Earlier this month Foxtons reported to shareholders that in the year to the end of December its pre-tax profits fell from £41m in 2015 to £18.8m in 2016, with group revenue down from £149.8m to £132.7m and - worst of all - sales down 23 per cent to £55m thanks to what it called “a marked step down in activity in the second half [of 2016] following the EU referendum and stamp duty changes”.
“Should current sales activity continue through the remainder of this year, it is likely that 2017 sales volumes will be well below last year” chief executive Nic Budden warned the City at the time.
But now Jefferies has given a glowing new assessment of Foxtons’ chances, with a series of specific areas in which it has confidence.
“We admire the one firm, many branch mentality. Branch does not compete against branch, nor brand against brand and value of 'data' was recognised by the founder Jon Hunt back in 1981 before most of today's data scientists were even born” say Jefferies analysts Antony Codling and Sam Cullen in a note to the firm’s clients.

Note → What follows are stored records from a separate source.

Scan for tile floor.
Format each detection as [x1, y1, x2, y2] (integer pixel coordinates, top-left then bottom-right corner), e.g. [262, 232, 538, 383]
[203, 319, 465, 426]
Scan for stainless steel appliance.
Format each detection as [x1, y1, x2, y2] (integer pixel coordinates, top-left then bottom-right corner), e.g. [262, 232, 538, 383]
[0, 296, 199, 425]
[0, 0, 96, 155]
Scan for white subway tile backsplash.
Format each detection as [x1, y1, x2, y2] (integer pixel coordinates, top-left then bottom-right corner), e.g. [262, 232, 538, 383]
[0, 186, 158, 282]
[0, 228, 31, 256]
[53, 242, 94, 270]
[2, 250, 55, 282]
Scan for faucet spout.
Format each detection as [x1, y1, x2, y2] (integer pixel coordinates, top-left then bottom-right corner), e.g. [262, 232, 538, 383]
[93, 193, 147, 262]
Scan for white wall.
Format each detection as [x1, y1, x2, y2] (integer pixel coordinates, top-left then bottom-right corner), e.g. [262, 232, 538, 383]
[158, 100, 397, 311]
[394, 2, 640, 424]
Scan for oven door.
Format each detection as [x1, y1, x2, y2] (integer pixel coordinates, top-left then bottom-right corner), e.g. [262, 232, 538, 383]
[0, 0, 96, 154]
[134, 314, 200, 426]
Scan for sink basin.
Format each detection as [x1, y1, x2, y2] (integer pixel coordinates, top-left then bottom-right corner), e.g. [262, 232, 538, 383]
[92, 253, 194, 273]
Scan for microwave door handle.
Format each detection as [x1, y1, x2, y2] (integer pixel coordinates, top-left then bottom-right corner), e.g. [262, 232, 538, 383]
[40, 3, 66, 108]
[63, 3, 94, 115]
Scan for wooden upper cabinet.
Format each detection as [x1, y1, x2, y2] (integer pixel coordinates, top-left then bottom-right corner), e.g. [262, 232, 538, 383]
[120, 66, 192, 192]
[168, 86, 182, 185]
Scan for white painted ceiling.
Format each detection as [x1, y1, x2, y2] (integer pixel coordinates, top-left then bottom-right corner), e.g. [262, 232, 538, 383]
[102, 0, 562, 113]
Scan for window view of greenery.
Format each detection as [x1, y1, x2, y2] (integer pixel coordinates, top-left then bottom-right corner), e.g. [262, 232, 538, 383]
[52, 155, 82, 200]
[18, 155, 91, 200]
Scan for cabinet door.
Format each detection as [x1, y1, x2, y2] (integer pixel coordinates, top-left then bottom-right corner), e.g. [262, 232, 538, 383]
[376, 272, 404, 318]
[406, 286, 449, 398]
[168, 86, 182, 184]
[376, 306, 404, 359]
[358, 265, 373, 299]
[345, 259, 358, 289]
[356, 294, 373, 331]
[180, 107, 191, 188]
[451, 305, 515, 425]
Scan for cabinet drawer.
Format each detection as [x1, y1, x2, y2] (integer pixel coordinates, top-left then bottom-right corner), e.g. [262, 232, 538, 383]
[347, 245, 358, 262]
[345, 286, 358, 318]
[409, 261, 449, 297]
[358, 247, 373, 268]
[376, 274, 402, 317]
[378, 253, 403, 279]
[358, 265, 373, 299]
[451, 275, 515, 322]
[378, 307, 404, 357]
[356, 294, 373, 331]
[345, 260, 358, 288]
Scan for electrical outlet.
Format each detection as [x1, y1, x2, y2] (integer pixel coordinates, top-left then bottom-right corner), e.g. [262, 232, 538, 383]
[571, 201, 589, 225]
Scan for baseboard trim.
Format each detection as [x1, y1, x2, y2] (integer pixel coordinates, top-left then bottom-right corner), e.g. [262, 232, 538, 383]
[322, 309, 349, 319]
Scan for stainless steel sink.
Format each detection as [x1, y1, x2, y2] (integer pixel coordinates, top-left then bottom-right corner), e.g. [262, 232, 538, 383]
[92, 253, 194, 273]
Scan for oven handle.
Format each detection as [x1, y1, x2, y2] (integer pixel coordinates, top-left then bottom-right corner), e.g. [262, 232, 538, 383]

“Foxtons was also planning its digital strategy before most estate agents even had websites. It has a habit of being ahead of the curve. Oh - and did we mention it still charges fees of 2.5 per cent and has net cash on the balance sheet” they continue.
“Their current crop of digital initiatives are so leading edge, it isn't a case of Foxtons keeping up with the Jones's, rather the Jones's keeping up with them” the analysts conclude.
In a routine ‘health and safety’ warning, Jefferies’ note adds that the weakness is of course that the agency’s fortunes are explicitly linked to the strength or weakness of the London housing market, and therefore significant reductions in house prices and/or rents and housing transactions would negatively impact the agency’s performance.